Binary search on answer is a common technique for problems that ask:
"Find the smallest value X such that a condition is true."
The key requirement is that the condition is monotone:
- if X works, any larger value also works
- if X fails, any smaller value also fails
This package uses a shipping-capacity example to demonstrate the pattern.
You are given:
- an array of package weights (in order)
- a number of days
Each day you can ship a consecutive prefix of the remaining packages, as long as the total weight for that day does not exceed the chosen capacity.
Goal: find the smallest capacity that allows shipping all packages within the given number of days.
If capacity C is enough to ship in days days, then any capacity C+1 also
works, because you only get more room. So the predicate:
feasible(C) = "can ship within days"is monotone.
Imagine weights laid out in order:
weights: 3 2 2 4 1 4
capacity = 6
Day 1: 3 + 2 = 5
Day 2: 2 + 4 = 6
Day 3: 1 + 4 = 5Capacity 6 works in 3 days. Capacity 5 does not.
- Lower bound = max weight (a day must fit the heaviest package).
- Upper bound = sum of weights (ship all in one day).
- Binary search that range using
can_shipas the predicate.
Pseudocode:
low = max(weights)
high = sum(weights)
repeat until low == high:
mid = (low + high) / 2
if feasible(mid):
high = mid
else:
low = mid + 1
return low///|
test "capacity for 1..10" {
let weights : Array[Int] = [1, 2, 3, 4, 5, 6, 7, 8, 9, 10]

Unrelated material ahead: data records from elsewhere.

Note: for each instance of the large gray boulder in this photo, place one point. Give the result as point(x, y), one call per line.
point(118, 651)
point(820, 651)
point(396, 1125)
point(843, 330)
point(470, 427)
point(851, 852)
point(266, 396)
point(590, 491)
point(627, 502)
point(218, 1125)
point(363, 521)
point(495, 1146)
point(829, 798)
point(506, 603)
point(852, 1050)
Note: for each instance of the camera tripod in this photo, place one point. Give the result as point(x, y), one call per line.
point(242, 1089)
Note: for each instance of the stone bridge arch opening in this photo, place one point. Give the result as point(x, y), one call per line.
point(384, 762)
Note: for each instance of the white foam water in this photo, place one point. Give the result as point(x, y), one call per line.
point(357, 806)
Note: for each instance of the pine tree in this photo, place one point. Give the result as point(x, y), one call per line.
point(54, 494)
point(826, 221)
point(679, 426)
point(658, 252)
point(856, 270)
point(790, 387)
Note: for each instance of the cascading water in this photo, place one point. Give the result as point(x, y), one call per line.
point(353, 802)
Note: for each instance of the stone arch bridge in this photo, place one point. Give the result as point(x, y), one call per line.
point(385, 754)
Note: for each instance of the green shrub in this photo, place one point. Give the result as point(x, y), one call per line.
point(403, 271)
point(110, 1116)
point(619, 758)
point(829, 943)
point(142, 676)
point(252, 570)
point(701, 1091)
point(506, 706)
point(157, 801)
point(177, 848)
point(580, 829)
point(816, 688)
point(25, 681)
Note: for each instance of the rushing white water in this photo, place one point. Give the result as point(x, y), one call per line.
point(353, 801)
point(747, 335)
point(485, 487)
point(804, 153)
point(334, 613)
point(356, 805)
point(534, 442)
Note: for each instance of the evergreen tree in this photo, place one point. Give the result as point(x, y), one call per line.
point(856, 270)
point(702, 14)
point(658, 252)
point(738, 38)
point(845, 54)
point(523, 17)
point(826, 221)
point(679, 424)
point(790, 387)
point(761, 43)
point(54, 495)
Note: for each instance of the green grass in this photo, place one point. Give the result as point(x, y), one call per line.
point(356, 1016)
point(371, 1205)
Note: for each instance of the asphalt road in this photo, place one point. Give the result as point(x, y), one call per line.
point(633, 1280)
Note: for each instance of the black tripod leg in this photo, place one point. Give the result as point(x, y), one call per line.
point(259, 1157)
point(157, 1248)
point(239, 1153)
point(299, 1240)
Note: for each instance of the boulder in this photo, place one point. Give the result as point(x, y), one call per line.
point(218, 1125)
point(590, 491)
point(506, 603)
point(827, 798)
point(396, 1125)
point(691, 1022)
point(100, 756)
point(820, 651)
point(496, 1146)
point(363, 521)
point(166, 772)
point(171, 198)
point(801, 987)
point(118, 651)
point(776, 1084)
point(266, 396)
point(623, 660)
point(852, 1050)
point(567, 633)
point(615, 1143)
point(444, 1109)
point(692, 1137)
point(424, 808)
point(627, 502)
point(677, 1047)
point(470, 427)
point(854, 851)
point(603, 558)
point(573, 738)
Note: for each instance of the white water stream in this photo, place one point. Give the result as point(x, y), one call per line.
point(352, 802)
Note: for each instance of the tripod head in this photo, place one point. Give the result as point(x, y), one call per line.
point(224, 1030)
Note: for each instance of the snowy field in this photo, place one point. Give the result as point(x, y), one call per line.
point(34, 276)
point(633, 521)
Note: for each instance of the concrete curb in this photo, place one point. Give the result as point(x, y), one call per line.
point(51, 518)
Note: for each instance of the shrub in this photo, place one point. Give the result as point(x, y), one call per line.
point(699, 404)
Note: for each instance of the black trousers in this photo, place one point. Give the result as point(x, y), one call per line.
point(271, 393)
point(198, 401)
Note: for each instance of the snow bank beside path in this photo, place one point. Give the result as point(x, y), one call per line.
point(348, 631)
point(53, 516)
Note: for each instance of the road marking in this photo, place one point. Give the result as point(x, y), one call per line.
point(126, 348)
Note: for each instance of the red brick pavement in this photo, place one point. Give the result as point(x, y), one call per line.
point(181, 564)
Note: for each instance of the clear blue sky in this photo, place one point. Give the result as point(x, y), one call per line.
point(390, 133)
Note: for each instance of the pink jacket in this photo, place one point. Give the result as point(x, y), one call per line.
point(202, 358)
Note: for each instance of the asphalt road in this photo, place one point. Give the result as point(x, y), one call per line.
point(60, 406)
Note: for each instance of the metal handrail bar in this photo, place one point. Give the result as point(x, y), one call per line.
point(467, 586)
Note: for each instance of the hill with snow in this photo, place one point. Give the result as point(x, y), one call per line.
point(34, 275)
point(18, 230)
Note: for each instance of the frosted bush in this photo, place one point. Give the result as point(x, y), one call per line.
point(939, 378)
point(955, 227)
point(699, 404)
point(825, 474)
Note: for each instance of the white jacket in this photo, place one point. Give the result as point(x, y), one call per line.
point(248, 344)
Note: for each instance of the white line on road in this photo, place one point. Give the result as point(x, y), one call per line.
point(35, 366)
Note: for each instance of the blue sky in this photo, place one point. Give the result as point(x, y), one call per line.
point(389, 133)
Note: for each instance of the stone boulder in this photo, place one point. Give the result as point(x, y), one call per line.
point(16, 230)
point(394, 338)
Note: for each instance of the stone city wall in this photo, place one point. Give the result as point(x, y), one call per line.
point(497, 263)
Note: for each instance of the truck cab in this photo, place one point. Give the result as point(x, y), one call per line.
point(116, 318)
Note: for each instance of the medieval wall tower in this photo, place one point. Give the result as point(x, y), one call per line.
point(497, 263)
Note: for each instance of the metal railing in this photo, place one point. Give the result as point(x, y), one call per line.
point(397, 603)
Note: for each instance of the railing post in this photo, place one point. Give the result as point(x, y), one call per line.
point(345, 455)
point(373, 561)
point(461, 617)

let ans = @challenge_binary_search_answer.min_capacity(weights, 5)
debug_inspect(ans, content="15")
}One valid partition with capacity 15:
Day 1: 1+2+3+4+5 = 15
Day 2: 6+7 = 13
Day 3: 8
Day 4: 9
Day 5: 10///|
test "feasibility check" {
let weights : Array[Int] = [3, 2, 2, 4, 1, 4]
debug_inspect(
@challenge_binary_search_answer.can_ship(weights, 3, 6),
content="true",
)
debug_inspect(
@challenge_binary_search_answer.can_ship(weights, 3, 5),
content="false",
)
}If you have at least as many days as packages, the minimum capacity is just
max(weights).
///|
test "days equals packages" {
let weights : Array[Int] = [2, 8, 3]
let ans = @challenge_binary_search_answer.min_capacity(weights, 3)
debug_inspect(ans, content="8")
}If you have only one day, the capacity must be the sum.
///|
test "one day" {
let weights : Array[Int] = [2, 8, 3]
let ans = @challenge_binary_search_answer.min_capacity(weights, 1)
debug_inspect(ans, content="13")
}Let R be the search range (upper bound - lower bound).
- Each feasibility check: O(n)
- Binary search steps: O(log R)
- Total: O(n log R)
- Always compute the lower bound as
max(weights), not 0. - The order of packages is fixed; you cannot reorder them.
- The predicate must be monotone, or binary search gives wrong answers.